At the beginning of the 19th century, Usman dan Fodio overthrew the Hausa kings to create a new Fulani Empire which continued until it was divided up by the European colonizers. Most of these empire's constituent states were brought into the British Northern Nigeria Protectorate around 1901–1903.

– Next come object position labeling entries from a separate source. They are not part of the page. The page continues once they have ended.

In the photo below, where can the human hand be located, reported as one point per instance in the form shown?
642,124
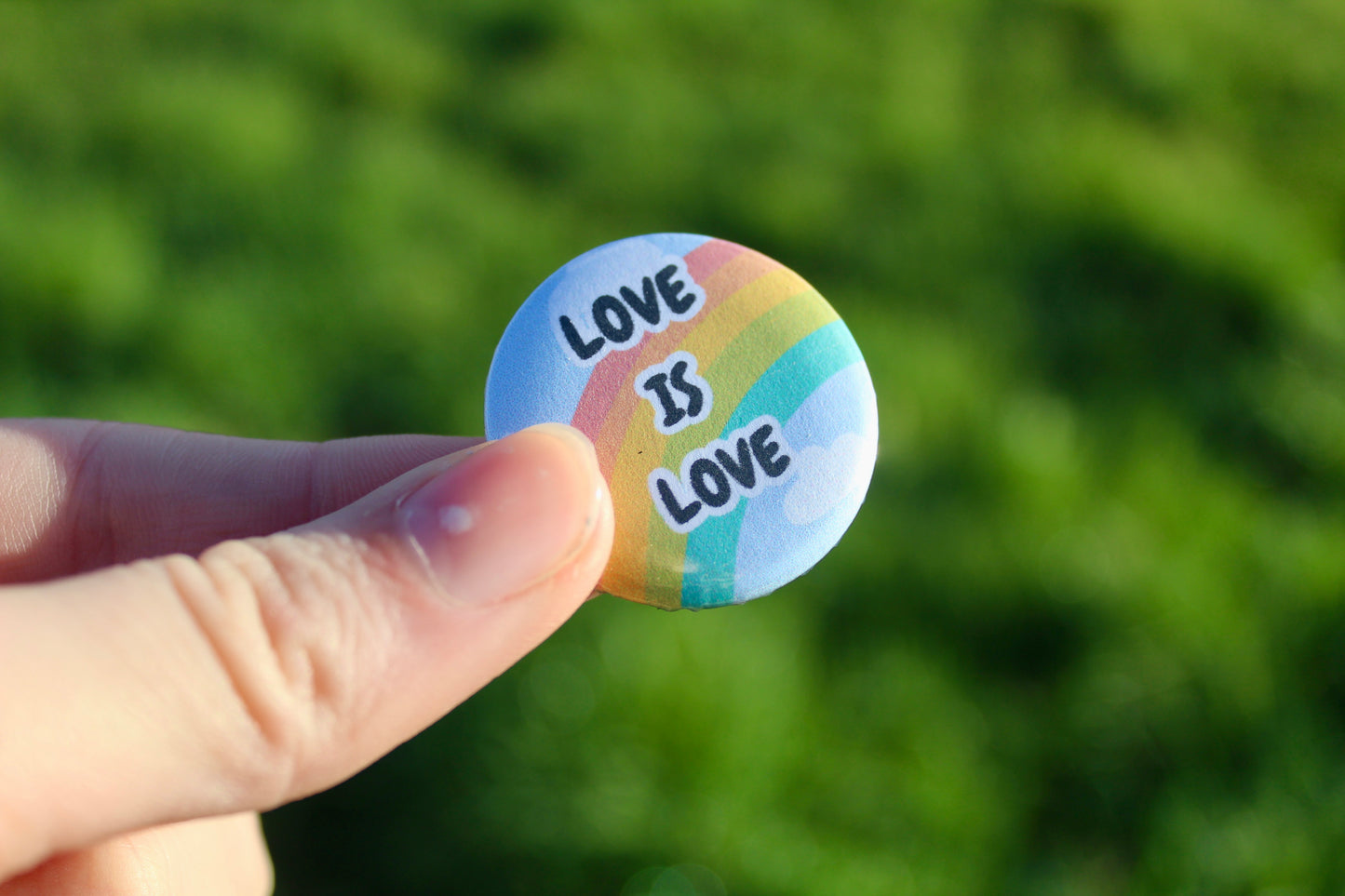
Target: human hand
168,667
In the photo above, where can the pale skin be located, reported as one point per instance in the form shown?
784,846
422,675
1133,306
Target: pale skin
196,628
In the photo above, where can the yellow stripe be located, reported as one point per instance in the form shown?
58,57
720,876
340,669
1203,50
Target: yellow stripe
643,446
734,370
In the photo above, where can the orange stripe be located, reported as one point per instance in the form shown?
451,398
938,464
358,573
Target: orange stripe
619,395
595,405
643,447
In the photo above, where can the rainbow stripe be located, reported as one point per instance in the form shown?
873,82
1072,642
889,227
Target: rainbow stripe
764,340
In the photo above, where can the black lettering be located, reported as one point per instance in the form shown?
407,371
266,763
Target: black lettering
741,467
584,350
646,307
765,451
658,383
604,307
671,292
695,397
704,468
680,515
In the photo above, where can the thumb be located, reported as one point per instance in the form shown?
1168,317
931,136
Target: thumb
272,667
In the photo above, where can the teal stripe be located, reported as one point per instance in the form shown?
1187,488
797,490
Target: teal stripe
779,392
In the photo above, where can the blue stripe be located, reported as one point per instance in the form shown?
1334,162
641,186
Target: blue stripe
712,548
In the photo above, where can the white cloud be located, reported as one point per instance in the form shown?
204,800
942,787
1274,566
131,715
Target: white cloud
826,476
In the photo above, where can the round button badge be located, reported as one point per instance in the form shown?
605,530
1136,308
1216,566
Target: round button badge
732,412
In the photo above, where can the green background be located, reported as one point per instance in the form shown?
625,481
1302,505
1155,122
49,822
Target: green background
1085,635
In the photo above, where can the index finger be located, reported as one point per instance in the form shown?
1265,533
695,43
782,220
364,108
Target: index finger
77,494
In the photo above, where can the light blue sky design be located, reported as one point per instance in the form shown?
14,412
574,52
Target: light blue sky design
845,404
531,379
719,557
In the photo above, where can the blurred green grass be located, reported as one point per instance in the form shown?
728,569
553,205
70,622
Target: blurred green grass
1085,635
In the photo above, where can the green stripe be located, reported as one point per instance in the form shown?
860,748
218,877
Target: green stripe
731,376
779,392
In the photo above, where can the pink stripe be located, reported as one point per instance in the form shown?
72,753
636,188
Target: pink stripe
612,370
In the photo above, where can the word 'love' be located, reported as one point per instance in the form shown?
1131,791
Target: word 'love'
715,476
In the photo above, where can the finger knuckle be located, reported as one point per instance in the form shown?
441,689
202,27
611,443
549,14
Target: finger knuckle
286,622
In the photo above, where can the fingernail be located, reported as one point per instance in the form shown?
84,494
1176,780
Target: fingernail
508,515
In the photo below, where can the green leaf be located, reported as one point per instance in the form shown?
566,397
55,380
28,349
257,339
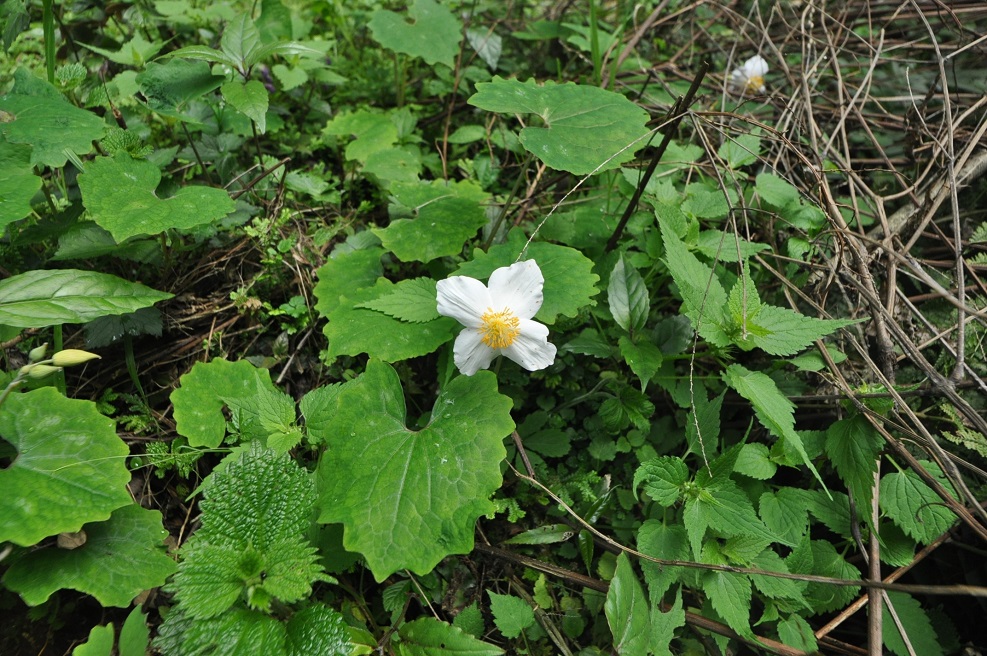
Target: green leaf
410,498
249,98
741,150
511,614
203,392
353,330
446,215
628,297
70,467
122,556
853,445
426,29
589,129
773,409
570,282
49,124
119,193
916,624
627,611
914,506
18,182
430,637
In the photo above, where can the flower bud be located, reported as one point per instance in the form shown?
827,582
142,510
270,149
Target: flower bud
38,353
71,357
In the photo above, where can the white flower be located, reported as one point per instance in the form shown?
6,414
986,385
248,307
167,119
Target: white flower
497,317
749,78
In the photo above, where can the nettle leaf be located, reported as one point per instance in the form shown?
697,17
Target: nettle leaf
914,506
48,123
628,297
37,299
589,129
511,614
70,467
852,445
446,215
203,392
119,193
122,556
412,301
430,637
250,99
17,180
627,610
570,283
427,30
352,329
409,498
773,409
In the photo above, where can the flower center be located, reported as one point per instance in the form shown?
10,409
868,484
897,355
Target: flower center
499,329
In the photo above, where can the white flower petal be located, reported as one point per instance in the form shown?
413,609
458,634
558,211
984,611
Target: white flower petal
462,298
518,287
470,353
531,349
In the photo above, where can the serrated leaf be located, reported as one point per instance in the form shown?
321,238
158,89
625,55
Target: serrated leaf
48,298
511,614
122,556
773,409
589,129
627,611
914,506
409,498
249,98
853,445
70,467
18,182
203,392
628,297
570,283
430,637
50,125
352,330
427,30
119,193
446,215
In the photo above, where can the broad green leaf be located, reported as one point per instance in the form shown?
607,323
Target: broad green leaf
773,409
409,498
511,614
570,283
100,642
588,129
914,506
345,273
412,301
70,467
627,611
119,193
250,99
49,124
430,637
916,624
203,392
122,557
741,150
628,297
17,182
444,216
426,29
853,445
352,329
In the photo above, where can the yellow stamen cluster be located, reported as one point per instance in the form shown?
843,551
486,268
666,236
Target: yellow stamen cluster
499,329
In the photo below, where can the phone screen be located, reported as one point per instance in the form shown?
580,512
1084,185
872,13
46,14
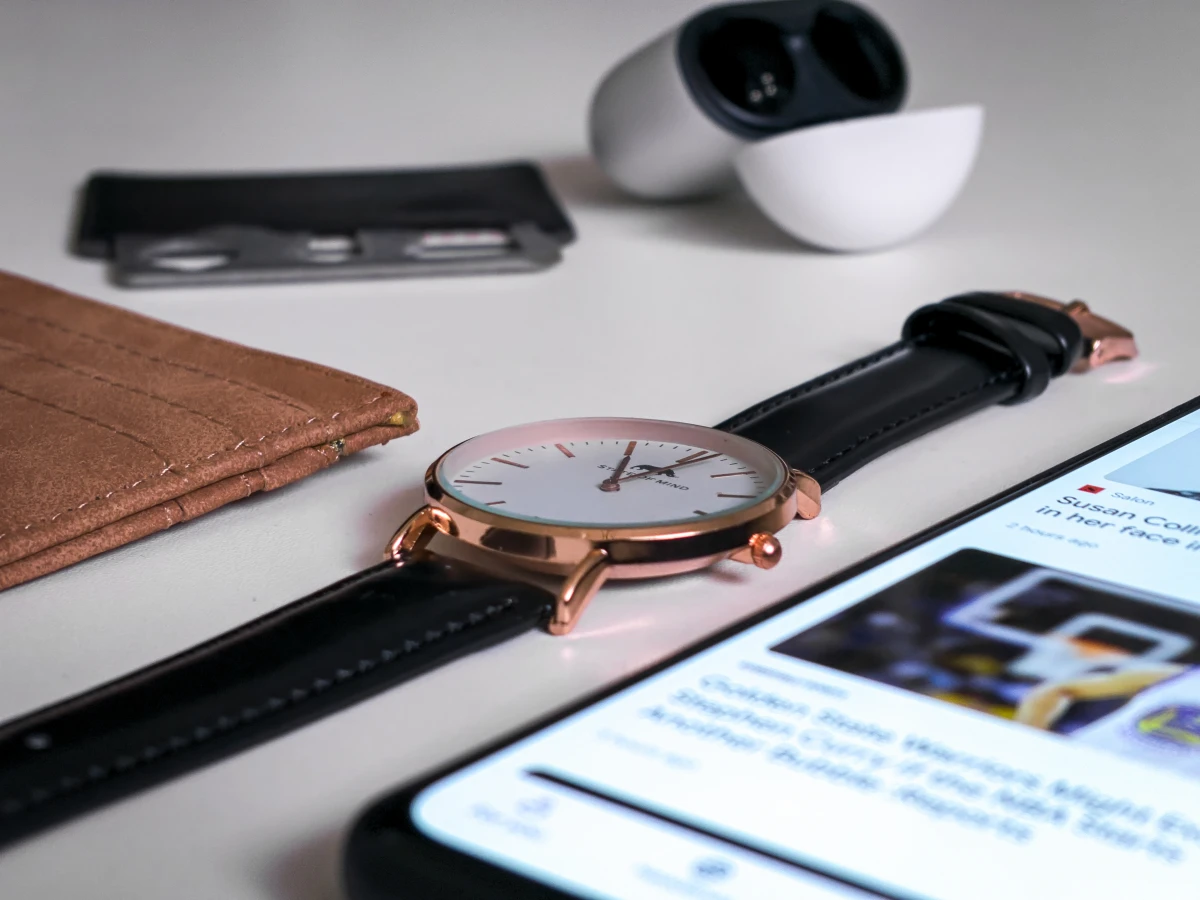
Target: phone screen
1011,708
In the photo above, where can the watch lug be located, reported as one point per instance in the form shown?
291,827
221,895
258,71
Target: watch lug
415,534
808,495
577,591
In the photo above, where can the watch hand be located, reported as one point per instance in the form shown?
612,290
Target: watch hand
685,461
610,484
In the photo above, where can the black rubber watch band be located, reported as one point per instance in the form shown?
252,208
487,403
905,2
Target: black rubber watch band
300,663
955,357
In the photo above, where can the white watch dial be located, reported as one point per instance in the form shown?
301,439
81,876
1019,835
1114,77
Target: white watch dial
611,472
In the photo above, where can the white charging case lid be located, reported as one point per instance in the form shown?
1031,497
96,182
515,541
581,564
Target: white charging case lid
863,184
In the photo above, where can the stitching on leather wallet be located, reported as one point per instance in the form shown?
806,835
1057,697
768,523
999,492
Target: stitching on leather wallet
25,352
95,773
171,468
185,366
912,417
768,406
151,448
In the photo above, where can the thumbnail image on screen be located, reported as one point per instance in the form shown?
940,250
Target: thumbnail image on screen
1089,660
1173,469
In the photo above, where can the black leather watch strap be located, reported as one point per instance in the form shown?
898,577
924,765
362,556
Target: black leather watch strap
305,660
955,357
388,624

The jihad states in the region controlled by the empire included:
- Abuja, replacing the former Zuba; the ruler's title was Sarkin Zazzau, from 1828 also Emir
- Adamawa (now partially in Cameroon), founded in 1809; title Baban-Lamido
- Agaie, founded in 1822; title emir
- Bauchi Emirate, founded in 1805; title Lamido (laamiiɗo in Fula language), meaning "ruler" (similar meaning to Emir )
- Gombe, founded in 1804; title Modibo Gombe.
- Gwandu, a major Fulbe jihad state, founded in 1817; title Emir
- Hadejia, replaced Biram (title Sarkin Biram) in 1805; new title Sarkin Hadejia, from 1808 also styled Emir
- Jama`are, founded in 1811; style Emir.
- Jema`an Darroro, founded in 1810; title Emir
- Kano replaced the old (Hausa) Kano state in March 1807; the old title Sarkin Kano is still used, but now also styled Emir
- Katagum, founded in 1807; title Sarkin Katagum, also styled Emir
- Katsina replaced the old (Hausa) Katsina state in 1805; the old title Sarkin Katsina is still used, but now also styled Emir.
- Kazaure, founded in 1818; title Emir, also styled Sarkin *Arewa (apparently imitating neighbours)
- Keffi, founded in 1802; title Emir
- Lafiagi, founded in 1824; new title Emir
- Lapai, founded in 1825; style Emir
- Massina Empire
- Mubi, founded in 18..; title Emir
- Muri, founded in 1817, style Emir; 1892-1893 de facto French protectorate, 1901 part of Northern Nigerian British protectorate
- Sokoto, the center of the Fulani jihad, established on 21 February 1804 by Usman dan Fodio, title Amir al-Mu´minin, also styled Lamido Julbe; on 20 April 1817 Sokoto was styled sultanate (title sultan, also styled Amir al-Mu´minin and Sarkin Musulmi), the suzerain of all Fulbe jihad states; in 1903 the British occupied the Sokoto Sultanate
- Zaria, superseded the old Zazzau state (title Sarkin Zazzau) on 31 December 1808; new style first Malam, since October/November 1835 Emir, also styled Sarkin Zaria and Sarkin Zazzau

===Massina Empire===

Located in what is now central Mali, this state lasted from 1818 until 1862. Inspired by the recent Muslim uprisings of Usman dan Fodio in nearby Hausaland, preacher and social reformer Seku Amadu led a Fula army in jihad against the Bambara Empire. The empire expanded rapidly, taking Djenné and establishing a new capital at Hamdullahi. It was eventually defeated by Umar Tall and incorporated into the Toucouleur Empire.

===Toucouleur Empire===

El Hajj Umar Tall led armies east from his base in Futa Tooro and Dinguiraye to conquer Kaarta, the Bambara Empire, and Massina in the early 1860s. The Toucouleur controlled the region until French colonization, at which time the last leader of the state, Ahmadu Tall, fled to Sokoto.